Latest BNEF study of comparative costs worldwide shows an 18% improvement in the competitiveness of onshore wind and solar in the last year, and new and rapidly developing roles for batteries.

According to BNEF research coal and gas are facing a mounting threat to their position in the world’s electricity generation mix, as a result of the spectacular reductions in cost not just for wind and solar technologies, but also for batteries.

BNEF’s latest report on the levelised costs of electricity, or LCOE, for all the leading technologies finds that fossil fuel power is facing an unprecedented challenge in all three roles it performs in the energy mix – the supply of ‘bulk generation,’ the supply of ‘dispatchable generation,’ and the provision of ‘flexibility.’

In bulk generation, the threat comes from wind and solar photovoltaics, both of which have reduced their LCOEs further in the last year, thanks to falling capital costs, improving efficiency and the spread of competitive auctions around the world.

In dispatchable power, the ability to respond to grid requests to electricity shortfalls and surpluses over periods of hour’s stand-alone batteries is increasingly cost-effective and is starting to compete on price with open-cycle gas plants and with other options such as pumped hydro.

Head of energy economics at BNEF Elena Giannakopoulou said: “Our team has looked closely at the impact of the 79% decrease seen in lithium-ion battery costs since 2010 on the economics of this storage technology in different parts of the electricity system. The conclusions are chilling for the fossil fuel sector.

“Some existing coal and gas power stations, with sunk capital costs, will continue to have a role for many years, doing a combination of bulk generation and balancing, as wind and solar penetration increase. But the economic case for building new coal and gas capacity is crumbling, as batteries start to encroach on the flexibility and peaking revenues enjoyed by fossil fuel plants.”

BNEF calculates LCOEs for each technology, taking into account everything from equipment, construction and financing costs to operating and maintenance expenses and average running hours. It found that in the first half of 2018, the benchmark global LCOE for onshore wind is $55 per megawatt-hour, down 18% from the first six months of last year, while the equivalent for solar PV without tracking systems is $70 per MWh, also down 18%. Offshore wind’s LCOE is $118 per MWh in 1H 2018, down 5%.
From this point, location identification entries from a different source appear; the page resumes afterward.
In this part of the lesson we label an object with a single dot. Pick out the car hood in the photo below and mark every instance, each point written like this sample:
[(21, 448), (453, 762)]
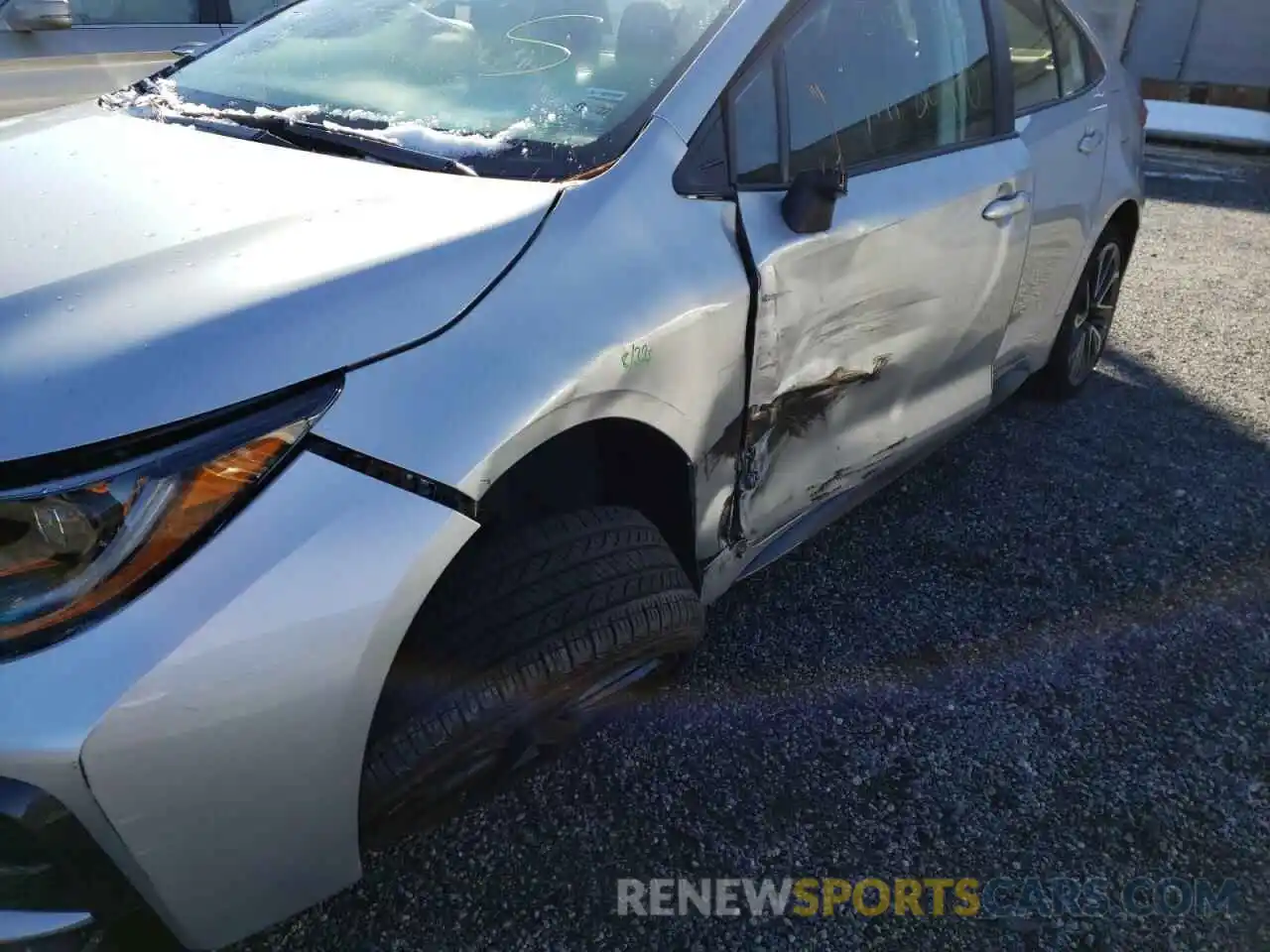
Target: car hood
[(154, 272)]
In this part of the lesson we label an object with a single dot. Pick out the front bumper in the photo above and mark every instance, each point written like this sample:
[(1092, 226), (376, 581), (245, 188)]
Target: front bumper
[(207, 739)]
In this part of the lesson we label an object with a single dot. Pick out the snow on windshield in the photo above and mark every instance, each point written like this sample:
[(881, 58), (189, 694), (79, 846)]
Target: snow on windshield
[(453, 77), (162, 99)]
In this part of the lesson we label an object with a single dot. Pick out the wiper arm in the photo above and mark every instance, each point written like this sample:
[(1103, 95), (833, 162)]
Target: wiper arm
[(317, 135)]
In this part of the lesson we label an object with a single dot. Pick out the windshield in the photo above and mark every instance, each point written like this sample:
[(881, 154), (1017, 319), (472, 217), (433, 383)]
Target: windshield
[(535, 87)]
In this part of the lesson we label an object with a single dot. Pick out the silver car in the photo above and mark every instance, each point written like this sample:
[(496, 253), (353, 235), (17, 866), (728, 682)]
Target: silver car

BNEF’s analysis showed particularly low levelised costs of electricity for onshore wind in India, Brazil, Sweden and Australia, and particularly low levelised costs of electricity for photovoltaics in Chile, India, Australia and Jordan.

Taking India as an example, BNEF is now showing benchmark LCOEs for onshore wind of just $39 per MWh, down 46% on a year ago, and for solar PV at $41, down 45%. By comparison, coal comes in at $68 per MWh, and combined-cycle gas at $93. Wind-plus-battery and solar-plus-battery systems in India have wide cost ranges, of $34-208 per MWh and $47-308 per MWh respectively, depending on project characteristics, but the centre of those ranges is falling fast.

BNEF head of Europe, Middle East and Africa Seb Henbest said: “Competitive auctions for new renewable energy capacity have forced developers, equipment providers and financiers to bear down on all the different costs of establishing wind and solar projects.

“Thanks to this and to progressively more efficient technology, we are seeing record-low prices being set for wind and solar, and then those records being broken again and again on a regular basis. This is having a powerful effect. It is changing perceptions.”

BNEF has been analysing the numbers on levelised costs of electricity for the different technologies since 2009, based on its database of project financings and work by its analyst teams on the cost dynamics in different sectors.

In that nine-year period, the global benchmark LCOE for solar PV without tracking has tumbled by 77% and that for onshore wind by 38%. LCOEs for older established sources, such as coal, gas, nuclear and large hydro, have seen only very modest reductions, at best, in that time and in some countries, they have actually increased. BNEF’s lithium-ion battery price index shows a fall from $1,000 per kWh in 2010 to $209 per kWh in 2017.